Perang menjadi kemunduran dalam upaya dunia mengentaskan kemiskinan.

Rep: Lida Puspaningtyas/ Red: Nidia Zuraya
Menteri Keuangan Sri Mulyani Indrawati (kiri) berfoto dengan Secretary of the Treasury Amerika Serikat Janet Yellen dalam pertemuan bilateral yaitu rangkaian Pertemuan Menteri Keuangan dan Gubernur Bank Sentral (FMCBG) G20 di Nusa Dua, Bali, Jumat (15/7/2022). Pertemuan tersebut untuk meningkatkan hubungan kedua negara.
Foto: ANTARA/Nyoman Budhiana
Menteri Keuangan Sri Mulyani Indrawati (kiri) berfoto dengan Secretary of the Treasury Amerika Serikat Janet Yellen dalam pertemuan bilateral yaitu rangkaian Pertemuan Menteri Keuangan dan Gubernur Bank Sentral (FMCBG) G20 di Nusa Dua, Bali, Jumat (15/7/2022).
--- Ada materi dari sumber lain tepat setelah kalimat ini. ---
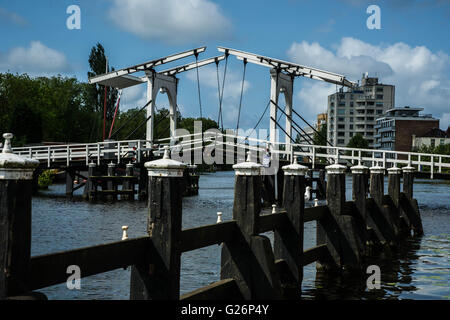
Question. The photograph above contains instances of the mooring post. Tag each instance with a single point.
(394, 181)
(248, 257)
(16, 174)
(143, 183)
(91, 185)
(380, 218)
(411, 209)
(288, 240)
(111, 184)
(339, 230)
(159, 278)
(128, 184)
(70, 177)
(321, 185)
(359, 195)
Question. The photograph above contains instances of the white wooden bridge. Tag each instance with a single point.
(132, 150)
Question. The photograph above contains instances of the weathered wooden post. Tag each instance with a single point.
(16, 175)
(359, 196)
(409, 204)
(394, 179)
(288, 240)
(91, 185)
(111, 184)
(159, 277)
(337, 229)
(70, 177)
(248, 257)
(143, 183)
(322, 185)
(128, 184)
(380, 217)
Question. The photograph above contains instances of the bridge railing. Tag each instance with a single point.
(251, 267)
(323, 154)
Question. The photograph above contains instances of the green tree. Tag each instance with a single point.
(96, 93)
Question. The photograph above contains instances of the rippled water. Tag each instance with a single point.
(421, 270)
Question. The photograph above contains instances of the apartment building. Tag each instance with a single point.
(356, 110)
(395, 130)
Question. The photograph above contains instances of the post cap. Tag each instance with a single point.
(247, 168)
(395, 170)
(409, 169)
(12, 166)
(336, 169)
(295, 169)
(377, 169)
(359, 169)
(165, 167)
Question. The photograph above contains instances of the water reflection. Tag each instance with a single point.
(419, 270)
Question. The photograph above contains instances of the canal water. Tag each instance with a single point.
(420, 271)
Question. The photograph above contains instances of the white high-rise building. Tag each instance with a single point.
(356, 110)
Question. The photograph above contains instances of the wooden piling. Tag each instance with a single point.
(16, 174)
(288, 239)
(128, 184)
(111, 184)
(159, 277)
(379, 217)
(248, 257)
(409, 204)
(359, 195)
(337, 229)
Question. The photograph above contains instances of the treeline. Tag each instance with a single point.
(59, 109)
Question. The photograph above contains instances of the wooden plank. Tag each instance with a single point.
(269, 222)
(314, 254)
(204, 236)
(315, 213)
(50, 269)
(225, 289)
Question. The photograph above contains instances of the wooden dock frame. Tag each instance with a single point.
(250, 268)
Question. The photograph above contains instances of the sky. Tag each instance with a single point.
(410, 49)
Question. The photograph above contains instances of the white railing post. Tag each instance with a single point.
(118, 152)
(48, 157)
(313, 165)
(98, 153)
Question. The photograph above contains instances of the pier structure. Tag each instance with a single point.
(349, 233)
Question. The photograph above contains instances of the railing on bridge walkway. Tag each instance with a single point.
(119, 151)
(250, 267)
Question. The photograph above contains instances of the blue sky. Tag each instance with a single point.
(411, 50)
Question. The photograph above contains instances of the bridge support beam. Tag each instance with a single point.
(156, 83)
(280, 82)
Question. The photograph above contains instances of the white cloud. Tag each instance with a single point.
(37, 59)
(419, 75)
(12, 17)
(171, 21)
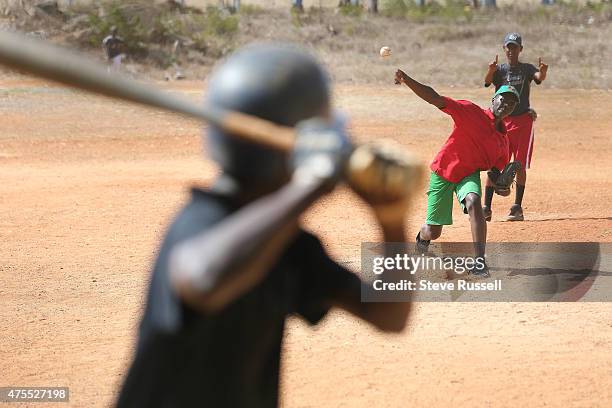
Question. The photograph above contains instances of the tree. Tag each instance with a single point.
(372, 6)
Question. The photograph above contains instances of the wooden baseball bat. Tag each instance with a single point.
(48, 61)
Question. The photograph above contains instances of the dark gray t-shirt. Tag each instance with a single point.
(231, 358)
(520, 77)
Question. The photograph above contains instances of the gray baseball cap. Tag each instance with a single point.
(513, 38)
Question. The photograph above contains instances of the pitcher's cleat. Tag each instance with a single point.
(481, 272)
(421, 246)
(516, 213)
(487, 213)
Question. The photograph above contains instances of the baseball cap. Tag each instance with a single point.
(513, 38)
(508, 89)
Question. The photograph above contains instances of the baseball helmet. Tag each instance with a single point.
(278, 83)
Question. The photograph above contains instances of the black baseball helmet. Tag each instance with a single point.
(278, 83)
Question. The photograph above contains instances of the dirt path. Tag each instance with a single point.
(88, 186)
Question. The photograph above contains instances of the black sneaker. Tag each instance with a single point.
(481, 272)
(487, 213)
(421, 246)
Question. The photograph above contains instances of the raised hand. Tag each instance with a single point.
(542, 66)
(493, 64)
(400, 77)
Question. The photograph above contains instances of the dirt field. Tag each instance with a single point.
(89, 185)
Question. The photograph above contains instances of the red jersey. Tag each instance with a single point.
(474, 144)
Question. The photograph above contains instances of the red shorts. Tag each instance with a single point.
(520, 136)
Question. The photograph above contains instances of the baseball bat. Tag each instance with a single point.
(58, 64)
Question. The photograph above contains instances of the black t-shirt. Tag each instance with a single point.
(520, 77)
(229, 359)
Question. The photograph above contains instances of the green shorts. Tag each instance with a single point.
(440, 197)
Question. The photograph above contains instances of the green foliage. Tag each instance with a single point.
(394, 8)
(351, 10)
(218, 22)
(129, 26)
(251, 10)
(450, 10)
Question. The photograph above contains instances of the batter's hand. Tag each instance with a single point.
(386, 178)
(400, 77)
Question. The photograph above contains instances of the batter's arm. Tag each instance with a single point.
(427, 93)
(386, 316)
(212, 269)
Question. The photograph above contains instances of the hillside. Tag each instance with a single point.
(448, 46)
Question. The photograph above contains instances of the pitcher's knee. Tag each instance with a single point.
(432, 232)
(472, 203)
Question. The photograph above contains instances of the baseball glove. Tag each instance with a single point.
(502, 180)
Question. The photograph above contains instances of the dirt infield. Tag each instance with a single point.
(89, 185)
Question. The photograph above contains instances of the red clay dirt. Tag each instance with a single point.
(90, 184)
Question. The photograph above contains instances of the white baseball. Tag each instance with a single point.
(385, 52)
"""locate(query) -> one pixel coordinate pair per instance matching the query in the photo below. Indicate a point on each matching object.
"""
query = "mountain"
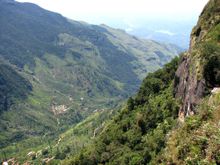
(174, 117)
(55, 72)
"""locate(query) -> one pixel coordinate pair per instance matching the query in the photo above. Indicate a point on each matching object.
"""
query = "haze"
(162, 20)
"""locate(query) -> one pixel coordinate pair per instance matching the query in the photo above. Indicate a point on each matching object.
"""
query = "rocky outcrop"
(190, 83)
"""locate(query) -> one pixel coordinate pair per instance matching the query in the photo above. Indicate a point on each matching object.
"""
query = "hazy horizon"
(99, 11)
(168, 21)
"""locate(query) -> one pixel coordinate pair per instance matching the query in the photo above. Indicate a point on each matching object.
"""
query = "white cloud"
(95, 11)
(165, 32)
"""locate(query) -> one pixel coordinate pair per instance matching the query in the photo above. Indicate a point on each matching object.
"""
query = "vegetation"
(139, 132)
(57, 72)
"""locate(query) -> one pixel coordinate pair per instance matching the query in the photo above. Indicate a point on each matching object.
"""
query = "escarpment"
(198, 71)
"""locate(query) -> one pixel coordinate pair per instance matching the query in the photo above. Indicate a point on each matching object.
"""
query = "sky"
(105, 11)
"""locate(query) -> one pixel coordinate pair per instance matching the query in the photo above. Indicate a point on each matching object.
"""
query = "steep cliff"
(198, 71)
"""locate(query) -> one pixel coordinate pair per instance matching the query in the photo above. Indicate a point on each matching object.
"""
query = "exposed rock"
(190, 84)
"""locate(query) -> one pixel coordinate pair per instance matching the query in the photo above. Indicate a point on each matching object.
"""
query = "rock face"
(191, 83)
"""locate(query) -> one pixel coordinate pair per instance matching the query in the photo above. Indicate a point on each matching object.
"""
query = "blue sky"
(103, 11)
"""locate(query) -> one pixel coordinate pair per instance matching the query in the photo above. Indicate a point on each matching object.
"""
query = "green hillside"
(174, 117)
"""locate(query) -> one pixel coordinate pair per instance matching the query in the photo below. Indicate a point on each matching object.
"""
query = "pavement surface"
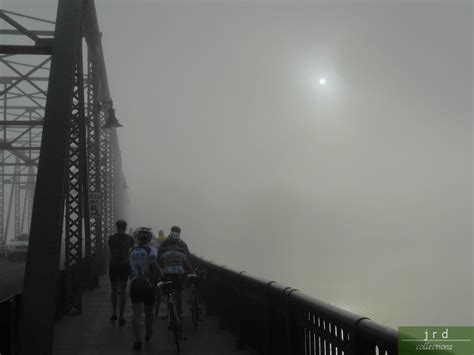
(92, 333)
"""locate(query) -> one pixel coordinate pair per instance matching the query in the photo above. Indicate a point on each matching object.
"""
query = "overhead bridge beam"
(21, 123)
(4, 31)
(21, 49)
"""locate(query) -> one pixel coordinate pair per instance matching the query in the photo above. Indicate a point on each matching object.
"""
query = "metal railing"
(273, 319)
(10, 307)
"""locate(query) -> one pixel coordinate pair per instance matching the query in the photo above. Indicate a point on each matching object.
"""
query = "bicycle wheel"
(176, 325)
(157, 302)
(195, 310)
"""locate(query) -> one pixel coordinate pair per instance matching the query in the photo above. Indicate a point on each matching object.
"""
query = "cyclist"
(175, 265)
(119, 245)
(161, 237)
(144, 272)
(174, 239)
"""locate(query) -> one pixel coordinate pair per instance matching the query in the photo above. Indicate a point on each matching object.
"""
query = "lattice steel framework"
(56, 153)
(24, 77)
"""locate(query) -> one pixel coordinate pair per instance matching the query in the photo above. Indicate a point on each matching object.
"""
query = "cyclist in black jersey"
(119, 245)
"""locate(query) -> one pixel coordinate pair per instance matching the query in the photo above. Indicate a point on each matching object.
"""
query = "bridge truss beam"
(56, 155)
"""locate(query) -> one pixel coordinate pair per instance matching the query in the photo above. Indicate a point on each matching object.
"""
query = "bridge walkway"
(91, 333)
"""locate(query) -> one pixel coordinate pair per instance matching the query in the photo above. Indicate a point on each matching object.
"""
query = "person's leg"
(179, 294)
(149, 303)
(148, 321)
(137, 319)
(113, 297)
(121, 286)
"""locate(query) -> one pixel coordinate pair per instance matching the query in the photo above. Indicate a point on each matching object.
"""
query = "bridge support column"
(38, 308)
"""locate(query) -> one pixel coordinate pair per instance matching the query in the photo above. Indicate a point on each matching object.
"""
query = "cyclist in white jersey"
(144, 271)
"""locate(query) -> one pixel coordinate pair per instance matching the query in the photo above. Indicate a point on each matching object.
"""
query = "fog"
(358, 192)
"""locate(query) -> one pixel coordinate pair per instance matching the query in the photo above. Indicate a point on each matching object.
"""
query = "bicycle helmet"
(121, 224)
(144, 234)
(175, 233)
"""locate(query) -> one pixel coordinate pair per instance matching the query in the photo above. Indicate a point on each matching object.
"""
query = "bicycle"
(174, 322)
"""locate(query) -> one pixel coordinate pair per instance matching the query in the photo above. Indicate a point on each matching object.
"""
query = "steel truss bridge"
(62, 182)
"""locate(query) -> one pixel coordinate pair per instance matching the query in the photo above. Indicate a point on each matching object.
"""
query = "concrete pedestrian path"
(92, 333)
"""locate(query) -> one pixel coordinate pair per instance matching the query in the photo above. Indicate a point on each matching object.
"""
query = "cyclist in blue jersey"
(144, 273)
(175, 264)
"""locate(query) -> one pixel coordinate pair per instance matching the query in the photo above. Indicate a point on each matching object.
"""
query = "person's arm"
(187, 265)
(162, 248)
(156, 270)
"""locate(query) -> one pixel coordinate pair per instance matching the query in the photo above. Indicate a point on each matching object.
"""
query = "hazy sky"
(358, 193)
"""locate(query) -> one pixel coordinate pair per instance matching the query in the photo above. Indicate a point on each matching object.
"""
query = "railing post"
(266, 348)
(240, 342)
(361, 346)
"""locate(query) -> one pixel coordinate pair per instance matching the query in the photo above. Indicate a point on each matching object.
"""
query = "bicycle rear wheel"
(195, 310)
(157, 302)
(176, 326)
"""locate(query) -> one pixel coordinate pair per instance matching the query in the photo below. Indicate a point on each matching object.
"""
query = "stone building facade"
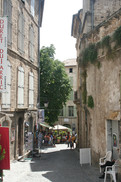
(96, 28)
(68, 116)
(19, 102)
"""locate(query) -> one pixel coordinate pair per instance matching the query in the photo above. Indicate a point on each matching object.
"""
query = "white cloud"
(56, 27)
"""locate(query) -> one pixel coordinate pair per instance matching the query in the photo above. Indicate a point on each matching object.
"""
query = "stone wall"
(104, 85)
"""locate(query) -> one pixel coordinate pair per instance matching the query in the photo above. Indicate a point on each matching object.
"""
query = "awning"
(44, 124)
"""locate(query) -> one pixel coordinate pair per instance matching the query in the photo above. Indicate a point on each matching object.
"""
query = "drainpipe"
(38, 100)
(92, 14)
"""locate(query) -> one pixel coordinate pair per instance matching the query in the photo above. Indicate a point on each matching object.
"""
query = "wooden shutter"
(32, 7)
(20, 87)
(31, 89)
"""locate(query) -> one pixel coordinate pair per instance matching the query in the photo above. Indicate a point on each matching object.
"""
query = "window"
(5, 124)
(70, 110)
(70, 70)
(7, 11)
(7, 95)
(21, 23)
(20, 87)
(61, 112)
(71, 97)
(31, 43)
(32, 7)
(31, 89)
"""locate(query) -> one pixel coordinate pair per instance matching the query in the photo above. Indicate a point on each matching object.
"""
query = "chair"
(103, 160)
(112, 171)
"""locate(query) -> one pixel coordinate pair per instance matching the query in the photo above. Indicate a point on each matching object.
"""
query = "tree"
(54, 84)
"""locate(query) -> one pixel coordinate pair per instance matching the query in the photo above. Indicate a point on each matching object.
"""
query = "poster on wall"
(3, 53)
(4, 148)
(29, 141)
(41, 115)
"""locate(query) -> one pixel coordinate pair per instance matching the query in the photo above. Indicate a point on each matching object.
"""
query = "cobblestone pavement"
(56, 164)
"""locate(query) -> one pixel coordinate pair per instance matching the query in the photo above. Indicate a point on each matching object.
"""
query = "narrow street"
(56, 164)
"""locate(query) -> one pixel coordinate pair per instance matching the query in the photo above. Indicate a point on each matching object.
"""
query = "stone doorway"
(113, 137)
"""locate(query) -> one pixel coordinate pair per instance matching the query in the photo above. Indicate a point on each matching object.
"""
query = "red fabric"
(4, 142)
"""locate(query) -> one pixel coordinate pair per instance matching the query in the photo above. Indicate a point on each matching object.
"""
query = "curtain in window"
(31, 43)
(20, 87)
(7, 11)
(21, 23)
(31, 89)
(6, 95)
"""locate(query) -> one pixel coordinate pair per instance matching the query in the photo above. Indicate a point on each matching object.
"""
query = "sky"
(56, 27)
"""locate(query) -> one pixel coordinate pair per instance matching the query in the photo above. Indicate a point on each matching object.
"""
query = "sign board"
(41, 115)
(29, 141)
(3, 53)
(4, 149)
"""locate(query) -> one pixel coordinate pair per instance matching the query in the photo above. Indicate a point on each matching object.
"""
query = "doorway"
(113, 137)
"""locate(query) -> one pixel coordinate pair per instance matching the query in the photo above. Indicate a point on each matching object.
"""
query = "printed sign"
(3, 53)
(4, 148)
(41, 115)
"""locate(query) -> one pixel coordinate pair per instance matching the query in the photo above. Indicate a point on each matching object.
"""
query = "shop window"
(31, 89)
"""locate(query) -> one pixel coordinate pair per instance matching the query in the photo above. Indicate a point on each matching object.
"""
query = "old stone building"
(97, 29)
(68, 116)
(19, 102)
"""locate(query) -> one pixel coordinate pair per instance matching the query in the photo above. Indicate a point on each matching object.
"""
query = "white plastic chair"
(104, 159)
(112, 171)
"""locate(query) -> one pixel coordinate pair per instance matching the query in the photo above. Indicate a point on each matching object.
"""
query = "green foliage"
(106, 41)
(89, 54)
(90, 101)
(54, 84)
(117, 36)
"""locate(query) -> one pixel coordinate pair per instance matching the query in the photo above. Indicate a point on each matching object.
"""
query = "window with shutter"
(6, 95)
(7, 11)
(21, 23)
(20, 87)
(32, 7)
(31, 43)
(31, 89)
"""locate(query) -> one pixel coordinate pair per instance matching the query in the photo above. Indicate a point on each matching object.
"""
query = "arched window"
(7, 95)
(7, 11)
(31, 89)
(20, 87)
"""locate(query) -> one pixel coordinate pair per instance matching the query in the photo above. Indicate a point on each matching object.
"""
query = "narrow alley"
(56, 164)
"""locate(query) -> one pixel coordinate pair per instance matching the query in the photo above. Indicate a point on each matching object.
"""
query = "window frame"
(71, 111)
(21, 74)
(21, 33)
(31, 90)
(7, 11)
(6, 101)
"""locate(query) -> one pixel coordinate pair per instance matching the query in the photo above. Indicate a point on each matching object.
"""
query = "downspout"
(38, 100)
(92, 14)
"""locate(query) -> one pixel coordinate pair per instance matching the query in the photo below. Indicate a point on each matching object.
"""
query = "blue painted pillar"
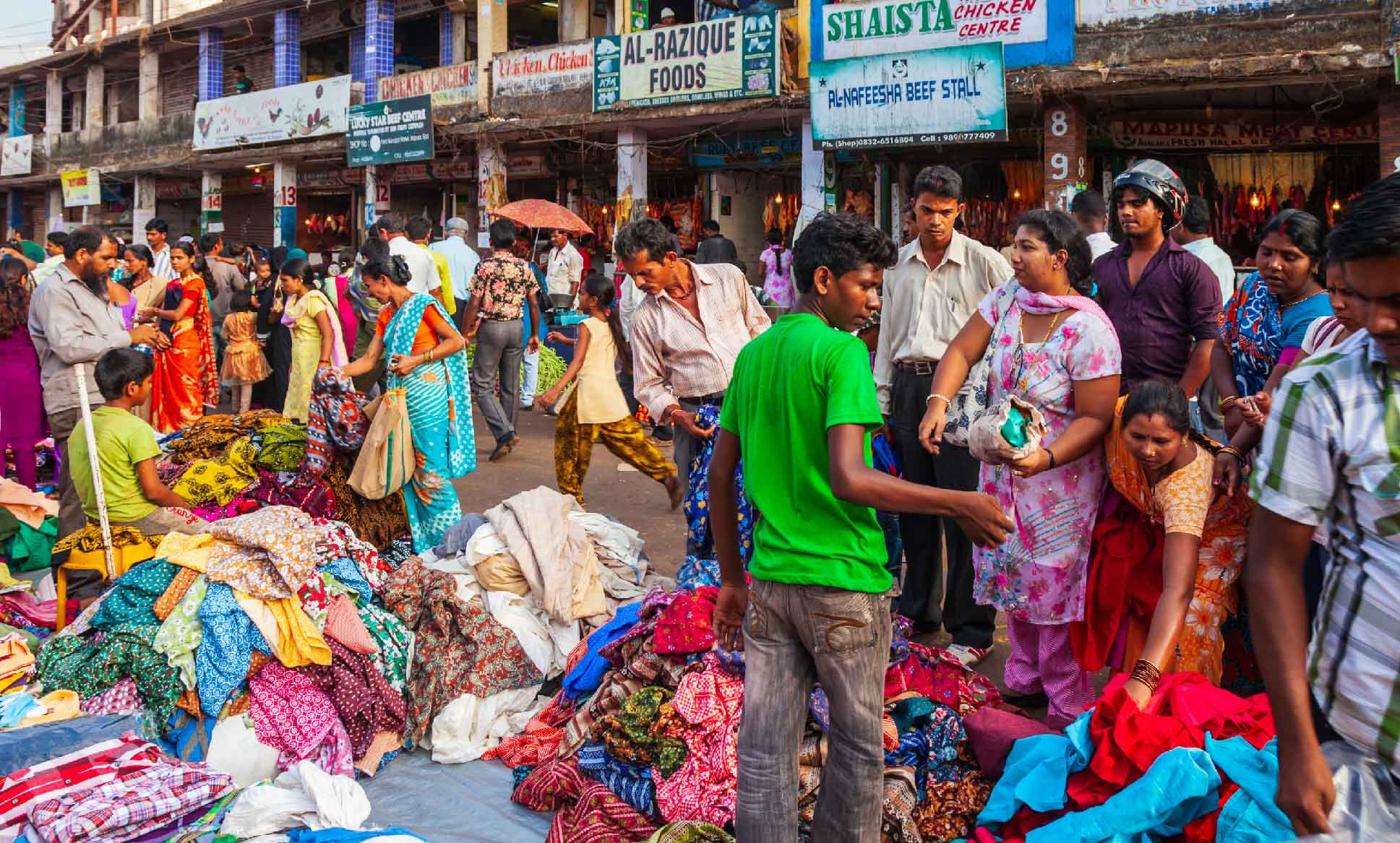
(14, 202)
(447, 25)
(286, 46)
(378, 46)
(210, 64)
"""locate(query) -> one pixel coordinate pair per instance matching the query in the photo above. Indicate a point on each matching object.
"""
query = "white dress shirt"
(1220, 264)
(1101, 243)
(566, 268)
(422, 268)
(926, 307)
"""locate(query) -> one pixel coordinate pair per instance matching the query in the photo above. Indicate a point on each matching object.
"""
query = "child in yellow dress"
(244, 362)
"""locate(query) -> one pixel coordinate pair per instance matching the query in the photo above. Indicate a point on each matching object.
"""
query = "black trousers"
(937, 584)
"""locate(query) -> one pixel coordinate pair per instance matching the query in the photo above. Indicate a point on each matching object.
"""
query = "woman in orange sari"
(1159, 470)
(186, 380)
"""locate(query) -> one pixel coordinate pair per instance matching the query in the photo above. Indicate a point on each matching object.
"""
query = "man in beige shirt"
(934, 289)
(687, 334)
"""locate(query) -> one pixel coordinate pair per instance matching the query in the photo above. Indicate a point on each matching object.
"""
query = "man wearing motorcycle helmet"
(1164, 301)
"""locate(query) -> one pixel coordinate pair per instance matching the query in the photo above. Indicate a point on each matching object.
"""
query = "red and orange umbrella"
(542, 213)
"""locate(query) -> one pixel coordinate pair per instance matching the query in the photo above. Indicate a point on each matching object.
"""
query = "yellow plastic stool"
(124, 559)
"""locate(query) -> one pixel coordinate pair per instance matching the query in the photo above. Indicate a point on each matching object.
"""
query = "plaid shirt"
(131, 805)
(1329, 455)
Pertemuan tersebut untuk meningkatkan hubungan kedua negara.

REPUBLIKA.CO.ID, NUSA DUA -- Amerika Serikat (AS) sebut Rusia menggunakan keamanan pangan sebagai senjata perang. Menteri Keuangan Amerika Serikat, Janet Yellen, mengatakan, krisis pangan dan energi ekstrem yang terjadi saat ini harus direspons dengan aksi segera.

"Aksi Putin termasuk menghancurkan berbagai fasilitas pertanian (di Ukraina), dia membuat pangan jadi senjata perang," katanya dalam High Level Seminar: Strengthening Global Collaboration for Tackling Food Insecurity, Jumat (15/7/2022).

Baca Juga

Krisis global terkait pangan berdampak langsung pada kemampuan negara miskin untuk mengatur fiskalnya. Yellen mengatakan, perang menjadi kemunduran dalam upaya dunia mengentaskan kemiskinan. Ia mendesak aksi segera untuk mengatasi masalah ini dalam jangka pendek.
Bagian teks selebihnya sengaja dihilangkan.